Because of this, we are not sure of the changes made by Siard Suite are correct. Maybe most zip-applications are fault-tolerant here. Or maybe it is simply a bug in Java.util.zip.

We would really appriciate your feedback on this.

Best, Marcel


References: [1] - Siard Suite / Zip64File Issue: Wrong size in ZIP64 extended information extra field of local file header [2] - KOST-Val Issue: SIARD 2.1 .ZIP File Format Specification

andersbonielsen commented 5 years ago

Hello Marcel, I will ask Miguel @jmaferreira from DILCIS GitHub to let Bruno have a look at it for the Java implementation, esp. Java.util.zip. Are you using Open JDK or Oracle Java or both? I will also have a look at it together with my collegue René regarding the spec. and .Net implementations. I recall that we had problems with ZIP64 and certain zip libraries, open source and closed source for .Net, when we examined libraries and tools last time. Since then the appnote has also been updated. (For preservation purposes fault-tolerant tools are problemtic in the long run, esp. if they do not inform you about the error that they have managed to get by. What do you do, if the migration tool you have to use 20 years later only supports the strict version of the standard? We have seen this problem with TIFF and esp. with PDF.) In the meantime, could you provide us with a problematic SIARD file for testing purposes? And by the way, are we communicating in German or English or both?

jmaferreira commented 5 years ago

I pass this on to Bruno, but nonetheless we need to know which software has produced the ZIP file?

sfa-siard commented 5 years ago

Hi

example files can be found here: https://github.com/sfa-siard/SiardGui/blob/master/testfiles/sample.siard (e.g. sample.siard).

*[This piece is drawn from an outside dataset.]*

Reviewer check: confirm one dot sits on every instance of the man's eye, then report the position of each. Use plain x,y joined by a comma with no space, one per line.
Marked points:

These files were created using Siard Suite, or to be more specific its library Zip64File: https://github.com/sfa-siard/Zip64File

You can use KOST-Val (https://github.com/KOST-CECO/KOST-Val/releases/tag/v1.9.3) to reproduce the issue.

Best, Marcel

andersbonielsen commented 5 years ago

The sample file sample.siard does not seem to be a ZIP64 file. According to my hex viewer and the appnote 4.3.7 Local file header the value of byte 4 and 5 is hex 14 00 equal to dec 20 representing version 2.0. According to 4.4.3 version needed to extract (2 **bytes)** it req. version 4.5:

4.5 - File uses ZIP64 format extensions.

Apart from this the value of 4.4.4 general purpose bit flag: (2 bytes) is binary 00000000 00001000, i.e bit 3 is set, and therefore :

Bit 3: If this bit is set, the fields crc-32, compressed size and uncompressed size are set to zero in the local header. The correct values are put in the data descriptor immediately following the compressed data.

samplesiardhexview

By the way the file is valid according to PZKIP: log for test of sample siard

andersbonielsen commented 5 years ago

We have not had time to investigate further yet, but I can recommend https://users.cs.jmu.edu/buchhofp/forensics/formats/pkzip.html#archivedata as well as the comments from the other Buchholz (Martin) about the difficulties in interpretering the ZIP format, as this comment reg. Open JDK shows: Martin Buchholz added a comment - 2017-08-18 18:46 We happened to be looking at this code recently and observed it to be incorrect ... because a zip implementation can add a ZIP64 EOCD header for any reason whatsoever. You always have to look for it! But because the last entry might happen to contain data that looks like a ZIP64 EOCD, you had better do a lot of validation on it - check multiple fields (not just the signature) and if anything looks bad, fall back to assuming this was a false trail. yes, reading zip files involves heuristics! appnote.txt has the strong hint """However ZIP64 format may be used regardless of the size of a file"""

andersbonielsen commented 5 years ago

Our interest in DILCIS with the interpretion of the ZIP format is not only due to SIARD, but also since we according to the common specification has this CAN:

CSIPSTR3: The Information Package root folder CAN be compressed (for example by using TAR or ZIP).

If this CAN is used by the producer of an Information Package I expect it will often be ZIP64, giving us the need for validating the ZIP64 format.